Las Vegas gets very little power from Hoover Dam. Most of Hoover Dam’s output goes elsewhere these days. Most of the power for Las Vegas comes from natural gas and coal fired plants, but most of those plants are phasing out or at least scaling back fossil fuels and are adding solar power, mostly photovoltaic generation.
The problem with photovoltaics is that they don’t put out any power when the sun isn’t shining. This often means that as more people switch to solar power, the power company is forced to have a fossil fuels plant sitting at idle so that it can pick up the load when the sun goes behind the clouds, and fossil fuels have to be used at night as well. This reliance on fossil fuels negates a lot of the environmental benefits of solar power.
Some folks are experimenting with batteries and others are doing things like pumping water uphill during the day for energy storage, then converting that back into electricity at night by running the water through gravity-fed hydroelectric generators.

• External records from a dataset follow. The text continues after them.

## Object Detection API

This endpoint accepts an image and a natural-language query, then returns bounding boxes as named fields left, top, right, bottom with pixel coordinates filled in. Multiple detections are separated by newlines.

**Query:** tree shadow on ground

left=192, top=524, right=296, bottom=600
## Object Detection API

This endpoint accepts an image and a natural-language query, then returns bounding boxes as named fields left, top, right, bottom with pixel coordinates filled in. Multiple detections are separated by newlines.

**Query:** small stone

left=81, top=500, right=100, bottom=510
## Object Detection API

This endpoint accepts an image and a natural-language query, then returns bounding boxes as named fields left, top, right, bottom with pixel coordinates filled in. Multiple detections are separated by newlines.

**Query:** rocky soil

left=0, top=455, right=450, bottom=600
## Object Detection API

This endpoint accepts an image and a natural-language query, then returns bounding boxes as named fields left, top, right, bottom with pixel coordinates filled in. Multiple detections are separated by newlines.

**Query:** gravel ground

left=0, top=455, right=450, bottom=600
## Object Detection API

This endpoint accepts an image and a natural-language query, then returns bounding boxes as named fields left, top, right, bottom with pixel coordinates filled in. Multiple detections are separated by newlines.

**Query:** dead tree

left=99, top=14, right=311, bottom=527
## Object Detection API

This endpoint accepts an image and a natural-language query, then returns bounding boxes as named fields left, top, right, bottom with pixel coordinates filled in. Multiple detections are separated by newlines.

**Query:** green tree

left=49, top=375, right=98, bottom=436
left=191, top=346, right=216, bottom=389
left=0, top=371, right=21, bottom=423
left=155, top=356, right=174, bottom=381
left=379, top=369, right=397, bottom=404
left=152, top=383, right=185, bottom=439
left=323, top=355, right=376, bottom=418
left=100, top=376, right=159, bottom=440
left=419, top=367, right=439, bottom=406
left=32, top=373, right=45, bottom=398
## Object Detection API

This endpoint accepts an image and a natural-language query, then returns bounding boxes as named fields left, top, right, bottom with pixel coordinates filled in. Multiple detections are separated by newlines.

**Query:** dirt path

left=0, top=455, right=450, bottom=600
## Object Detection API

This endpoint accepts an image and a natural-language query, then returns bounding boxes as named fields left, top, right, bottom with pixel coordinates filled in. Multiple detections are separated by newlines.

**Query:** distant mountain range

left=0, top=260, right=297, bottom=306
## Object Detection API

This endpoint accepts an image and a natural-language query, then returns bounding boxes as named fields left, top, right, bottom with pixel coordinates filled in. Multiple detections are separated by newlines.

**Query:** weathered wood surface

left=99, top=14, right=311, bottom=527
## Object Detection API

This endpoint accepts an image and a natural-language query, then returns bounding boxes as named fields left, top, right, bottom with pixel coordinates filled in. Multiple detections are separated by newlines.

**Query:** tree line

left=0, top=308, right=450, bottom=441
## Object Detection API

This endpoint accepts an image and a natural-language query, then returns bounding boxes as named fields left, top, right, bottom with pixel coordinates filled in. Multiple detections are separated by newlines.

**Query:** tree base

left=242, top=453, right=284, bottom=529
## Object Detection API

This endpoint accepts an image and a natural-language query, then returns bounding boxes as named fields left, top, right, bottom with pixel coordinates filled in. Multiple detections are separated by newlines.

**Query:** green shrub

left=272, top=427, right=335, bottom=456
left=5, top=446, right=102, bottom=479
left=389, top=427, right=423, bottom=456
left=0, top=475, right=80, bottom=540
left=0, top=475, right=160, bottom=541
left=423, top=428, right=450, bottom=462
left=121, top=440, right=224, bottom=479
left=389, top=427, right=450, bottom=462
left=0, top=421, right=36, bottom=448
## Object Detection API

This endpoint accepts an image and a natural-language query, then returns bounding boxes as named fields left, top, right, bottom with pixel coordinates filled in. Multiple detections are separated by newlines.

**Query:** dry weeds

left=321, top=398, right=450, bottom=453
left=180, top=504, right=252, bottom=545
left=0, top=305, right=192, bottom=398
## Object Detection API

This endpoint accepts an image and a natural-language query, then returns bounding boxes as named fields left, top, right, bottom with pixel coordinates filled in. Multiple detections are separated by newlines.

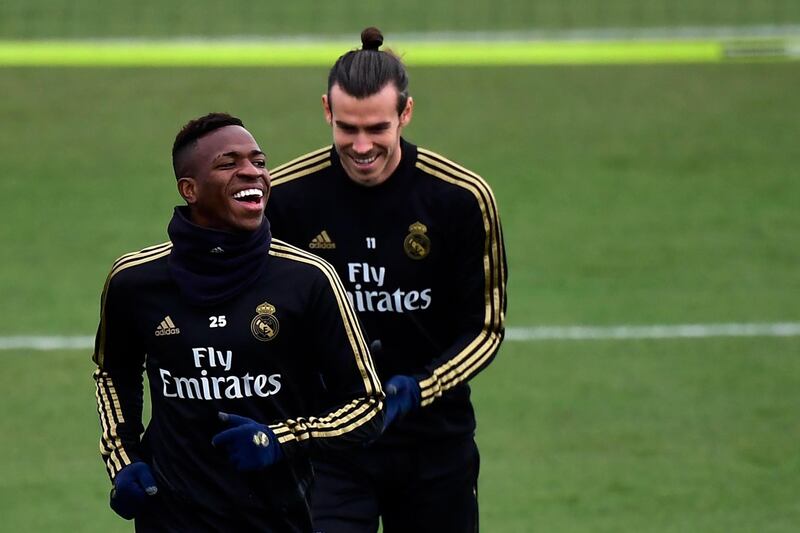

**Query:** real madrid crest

left=250, top=302, right=279, bottom=342
left=403, top=221, right=431, bottom=259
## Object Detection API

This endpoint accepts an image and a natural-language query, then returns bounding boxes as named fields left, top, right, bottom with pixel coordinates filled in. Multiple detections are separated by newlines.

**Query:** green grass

left=0, top=63, right=800, bottom=533
left=0, top=64, right=800, bottom=334
left=474, top=339, right=800, bottom=533
left=0, top=0, right=800, bottom=39
left=0, top=339, right=800, bottom=533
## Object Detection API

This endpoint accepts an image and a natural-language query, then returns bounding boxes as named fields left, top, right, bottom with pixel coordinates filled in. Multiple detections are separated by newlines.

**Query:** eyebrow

left=336, top=120, right=392, bottom=130
left=214, top=150, right=267, bottom=161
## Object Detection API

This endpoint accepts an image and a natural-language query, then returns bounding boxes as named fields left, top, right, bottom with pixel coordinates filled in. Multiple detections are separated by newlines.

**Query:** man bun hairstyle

left=172, top=113, right=244, bottom=178
left=361, top=26, right=383, bottom=50
left=328, top=26, right=408, bottom=114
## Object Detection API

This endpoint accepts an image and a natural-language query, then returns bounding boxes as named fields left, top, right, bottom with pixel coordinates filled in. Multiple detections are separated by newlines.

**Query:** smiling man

left=93, top=113, right=383, bottom=532
left=268, top=28, right=506, bottom=533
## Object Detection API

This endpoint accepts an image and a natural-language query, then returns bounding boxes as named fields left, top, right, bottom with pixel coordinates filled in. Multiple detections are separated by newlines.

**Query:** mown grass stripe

left=0, top=322, right=800, bottom=351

One interesting thing that was done first in Nevada is a molten salt power plant. Basically, they focus the sun onto a big pile of salt and melt the salt. Then they run water through the molten salt and the heat turns the water into steam, which then runs a conventional steam turbine generator system. All you need to do for continuous power is heat up enough salt that it stays molten all through the night. Then you have steam power even when the sun isn’t shining, just from the residual heat in the salt.
This is a much better solar power system since it doesn’t rely on fossil fuels to pick up the slack when the sun goes behind the clouds.
Unfortunately, the Crescent Dunes power plant in Nevada never put out as much energy was it was planned for and it’s had a metric crap-ton of financial problems. That might make some folks reluctant to invest in a similar type of plant in the future.
A lot of folks like rooftop photovoltaics, but until they come up with better energy storage methods, you’re burning fossil fuels to handle the inconsistency of sunlight. And since fossil plants can’t just start up and shut down anywhere close to instantly, those fossil plants have to sit there and idle, wasting fuel and getting nothing for it.